Friday 16 August 2019

Risk of recession “greater than ever” but rate cuts could save markets

Markets were mixed on Thursday.

The S&P 500 rose 0.2 percent but the STOXX Europe 600 fell 0.3 percent.

Earlier in Asia, the Shanghai Composite rose 0.2 percent but the Nikkei 225 fell 1.2 percent.

The US 10-year Treasury yield fell 6.2 basis points to 1.534 percent, its lowest since August 2016.

US economic data on Thursday were mixed.

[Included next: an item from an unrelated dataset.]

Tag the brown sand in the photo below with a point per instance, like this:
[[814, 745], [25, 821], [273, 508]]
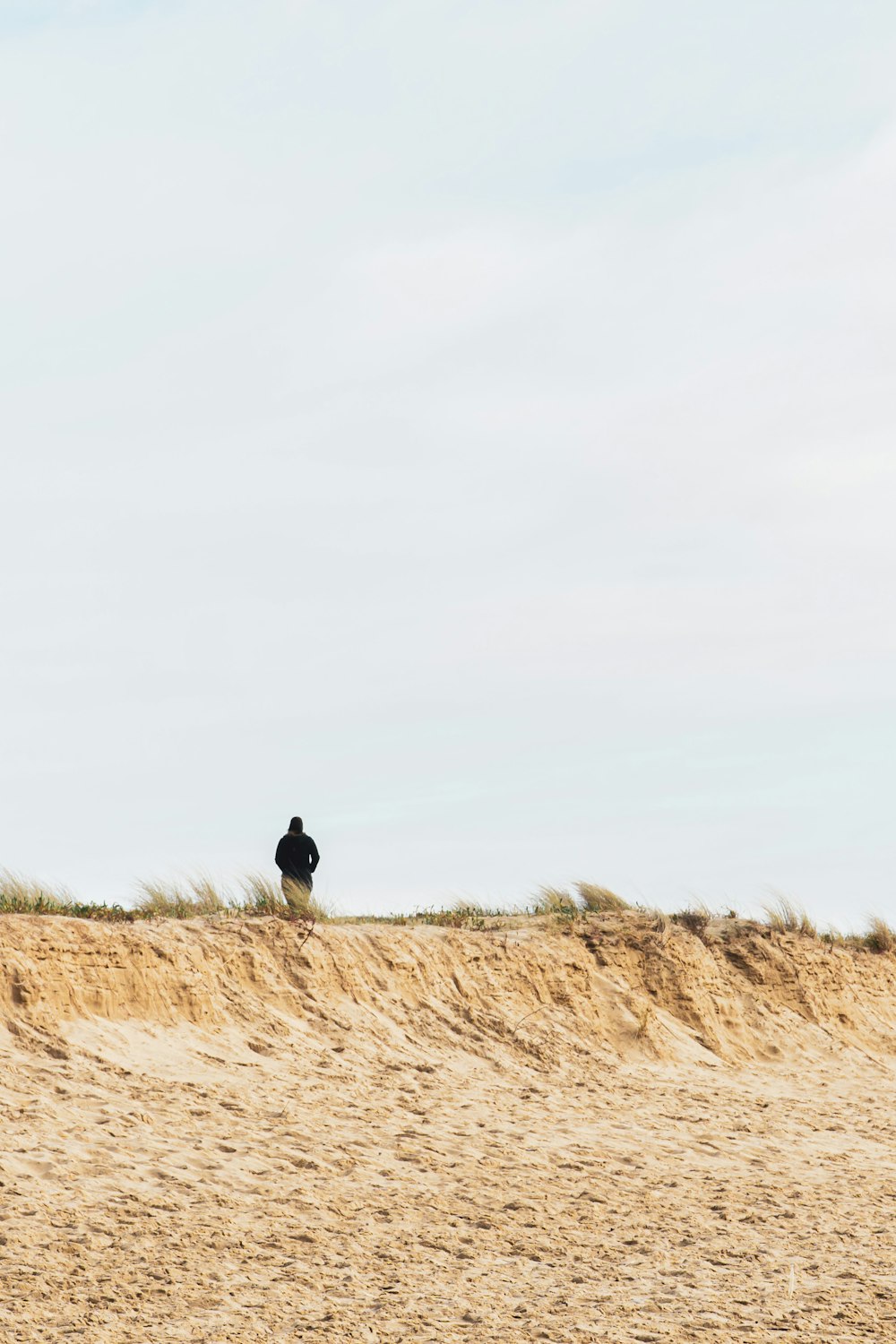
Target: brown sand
[[422, 1134]]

Retail sales rose 0.7 percent in July but industrial production fell 0.2 percent.

China on Thursday threatened to take “necessary countermeasures” against planned additional US tariffs against its imports.

“Tariff escalation risks continue to aggravate the current weakness in global manufacturing, with risk now threatening to infiltrate the resilient service sector and labor market,” wrote Darrell Cronk, chief investment officer for wealth and investment management at Wells Fargo.

Kathy Lien, managing director of FX strategy at BK Asset Management, said that “the risk of recession this cycle is greater than its ever been”.

Still, Mark Mobius thinks that central banks will save markets by cutting interest rates.

“Everyone seems to be racing to the bottom. Which is actually going to result in the market doing very well,” he told MarketWatch on Thursday.